The interview captures Jen as a raw and real human being, finding her way after her world turned upside-down. She came across as wounded, yet hopeful. She was in the process of healing, of reconnecting with herself… of indulging in comfy couches. I thought her to be the embodiment of strength and dignity… a role model for all women scorned.
When asked about marriage, she said something interesting:
“It’s like the ebb and flow of every relationship,” Aniston says. “…What’s fantastic about marriage is getting through those ebbs and flows with the same person, and looking across the room and saying, ‘I’m still here. And I still love you.’ You re-meet, reconnect. You have marriages within marriages within marriages. That’s what I love…”
Marriages Within Marriages Within Marriages.
She’s right.
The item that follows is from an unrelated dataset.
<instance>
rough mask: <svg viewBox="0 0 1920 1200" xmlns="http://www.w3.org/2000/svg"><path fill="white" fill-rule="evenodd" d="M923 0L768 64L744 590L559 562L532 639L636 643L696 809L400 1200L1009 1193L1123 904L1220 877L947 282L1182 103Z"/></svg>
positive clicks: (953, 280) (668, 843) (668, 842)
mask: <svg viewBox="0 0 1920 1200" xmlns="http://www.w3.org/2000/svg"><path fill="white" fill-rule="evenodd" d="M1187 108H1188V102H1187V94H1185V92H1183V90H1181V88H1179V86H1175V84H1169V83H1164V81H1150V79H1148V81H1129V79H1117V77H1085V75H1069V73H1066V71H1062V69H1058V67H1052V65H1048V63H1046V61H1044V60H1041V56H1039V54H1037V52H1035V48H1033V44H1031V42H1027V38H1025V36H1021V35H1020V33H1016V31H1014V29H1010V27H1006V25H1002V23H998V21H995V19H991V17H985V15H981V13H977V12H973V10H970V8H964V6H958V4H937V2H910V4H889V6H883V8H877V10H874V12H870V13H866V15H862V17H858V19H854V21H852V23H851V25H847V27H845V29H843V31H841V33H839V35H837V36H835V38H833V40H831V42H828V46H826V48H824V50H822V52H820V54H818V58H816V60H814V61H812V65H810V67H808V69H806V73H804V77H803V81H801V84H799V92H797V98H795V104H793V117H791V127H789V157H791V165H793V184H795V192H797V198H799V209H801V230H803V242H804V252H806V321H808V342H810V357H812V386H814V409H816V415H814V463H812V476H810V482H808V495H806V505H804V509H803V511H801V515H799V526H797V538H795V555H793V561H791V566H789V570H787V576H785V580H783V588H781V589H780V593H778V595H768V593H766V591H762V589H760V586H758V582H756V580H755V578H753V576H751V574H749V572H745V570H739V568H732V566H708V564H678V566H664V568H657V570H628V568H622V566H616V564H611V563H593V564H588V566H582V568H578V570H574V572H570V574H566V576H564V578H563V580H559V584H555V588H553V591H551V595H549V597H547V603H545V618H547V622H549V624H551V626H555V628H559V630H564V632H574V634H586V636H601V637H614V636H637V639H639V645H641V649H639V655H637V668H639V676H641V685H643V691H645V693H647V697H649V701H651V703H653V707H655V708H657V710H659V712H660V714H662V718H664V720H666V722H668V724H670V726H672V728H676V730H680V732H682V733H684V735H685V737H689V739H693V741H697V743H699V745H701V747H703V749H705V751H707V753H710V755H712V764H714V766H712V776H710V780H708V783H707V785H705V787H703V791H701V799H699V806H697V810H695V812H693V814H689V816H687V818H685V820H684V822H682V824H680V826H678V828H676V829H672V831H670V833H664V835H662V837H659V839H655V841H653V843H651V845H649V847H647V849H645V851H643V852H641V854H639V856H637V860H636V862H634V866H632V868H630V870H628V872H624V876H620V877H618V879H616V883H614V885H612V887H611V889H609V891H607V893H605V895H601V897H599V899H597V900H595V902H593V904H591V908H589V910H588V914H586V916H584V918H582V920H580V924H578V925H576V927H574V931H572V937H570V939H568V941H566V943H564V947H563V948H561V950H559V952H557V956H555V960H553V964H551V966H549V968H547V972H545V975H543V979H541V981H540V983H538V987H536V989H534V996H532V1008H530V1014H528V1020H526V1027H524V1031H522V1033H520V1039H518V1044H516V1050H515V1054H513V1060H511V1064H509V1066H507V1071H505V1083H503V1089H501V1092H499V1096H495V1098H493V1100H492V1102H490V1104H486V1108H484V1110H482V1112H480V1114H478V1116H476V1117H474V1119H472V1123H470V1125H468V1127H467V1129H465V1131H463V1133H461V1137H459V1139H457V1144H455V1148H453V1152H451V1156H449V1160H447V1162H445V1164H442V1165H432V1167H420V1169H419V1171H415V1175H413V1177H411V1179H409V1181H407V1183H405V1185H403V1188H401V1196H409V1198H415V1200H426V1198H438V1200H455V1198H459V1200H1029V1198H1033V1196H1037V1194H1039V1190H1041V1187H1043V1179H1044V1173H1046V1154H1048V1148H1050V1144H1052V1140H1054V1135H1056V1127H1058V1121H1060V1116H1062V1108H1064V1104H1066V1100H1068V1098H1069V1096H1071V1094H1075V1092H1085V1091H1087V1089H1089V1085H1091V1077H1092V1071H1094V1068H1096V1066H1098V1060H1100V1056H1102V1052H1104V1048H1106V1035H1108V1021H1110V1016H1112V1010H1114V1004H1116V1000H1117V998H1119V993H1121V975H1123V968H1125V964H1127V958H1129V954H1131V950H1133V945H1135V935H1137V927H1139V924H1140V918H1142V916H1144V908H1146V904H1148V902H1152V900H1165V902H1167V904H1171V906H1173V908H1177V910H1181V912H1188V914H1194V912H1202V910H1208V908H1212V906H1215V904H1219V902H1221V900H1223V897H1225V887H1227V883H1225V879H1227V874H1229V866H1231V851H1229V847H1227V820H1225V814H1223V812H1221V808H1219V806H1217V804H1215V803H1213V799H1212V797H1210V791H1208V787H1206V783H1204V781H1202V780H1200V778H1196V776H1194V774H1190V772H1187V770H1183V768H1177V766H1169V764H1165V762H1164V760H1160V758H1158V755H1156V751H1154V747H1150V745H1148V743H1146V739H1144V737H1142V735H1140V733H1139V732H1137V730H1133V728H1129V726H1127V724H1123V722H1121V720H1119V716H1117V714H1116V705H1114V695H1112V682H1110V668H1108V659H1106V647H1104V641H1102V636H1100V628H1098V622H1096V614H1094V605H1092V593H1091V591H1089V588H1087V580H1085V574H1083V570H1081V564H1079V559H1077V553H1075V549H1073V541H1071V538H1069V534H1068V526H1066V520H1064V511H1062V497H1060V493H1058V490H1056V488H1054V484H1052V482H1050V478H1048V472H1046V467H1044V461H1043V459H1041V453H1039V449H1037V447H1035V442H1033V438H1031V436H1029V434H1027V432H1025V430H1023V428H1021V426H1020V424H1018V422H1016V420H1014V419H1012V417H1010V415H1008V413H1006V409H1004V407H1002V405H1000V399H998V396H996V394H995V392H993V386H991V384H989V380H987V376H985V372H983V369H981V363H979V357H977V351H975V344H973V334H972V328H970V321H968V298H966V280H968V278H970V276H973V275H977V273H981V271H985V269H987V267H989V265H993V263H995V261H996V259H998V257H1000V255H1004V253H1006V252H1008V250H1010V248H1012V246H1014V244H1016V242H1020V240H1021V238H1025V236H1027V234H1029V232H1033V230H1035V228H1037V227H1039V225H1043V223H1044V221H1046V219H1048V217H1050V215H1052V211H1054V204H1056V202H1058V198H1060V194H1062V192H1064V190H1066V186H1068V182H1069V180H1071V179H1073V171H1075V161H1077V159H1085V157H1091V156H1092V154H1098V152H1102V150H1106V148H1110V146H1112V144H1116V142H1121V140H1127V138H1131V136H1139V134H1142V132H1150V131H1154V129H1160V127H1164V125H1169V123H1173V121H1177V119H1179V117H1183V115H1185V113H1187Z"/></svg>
Couples who stay married for decades actually live through multiple incarnations of their partnership. The union of two almost-broke twenty-somethings is a lot different than the marriage of middle-aged middle classers with kids in middle school… and that marriage is different from that of retirees spending their golden years in a condo near the beach.
A more extreme example: Kody and Meri Brown (from the show Sister Wives) had a “normal” monogamous marriage before transitioning to a plural marriage when Kody married Janelle. And those individual partnerships ended and were created in a new form with the addition of wives #3 and 4.
People change. So do relationships.
As minds open and the conversation broadens, there’s talk about “Starter Marriages” and structuring marriage to be a renewable contract. I like those ideas… but now I’m realizing that, in reality, this verbiage only serves to describe what happens in real life. Thinking back to my own scenario (the short-and-simple version):
I chose the marriage in which my husband and I lived in a small town and were both devoted to our careers. After some time, my husband wanted a different marriage: one in which we adopted more traditional gender roles while we raised children. I didn’t. Essentially, it was time to renegotiate the contract of our marriage, and we couldn’t come to an agreement. As a result, the partnership ended and we did not create a new one.
All of this further illustrates the fact that we (as a culture) need to STOP SHAMING PEOPLE WHO GET DIVORCED. Even those who celebrate their 75th anniversary have enjoyed/endured more than one marriage. That’s just the way it is.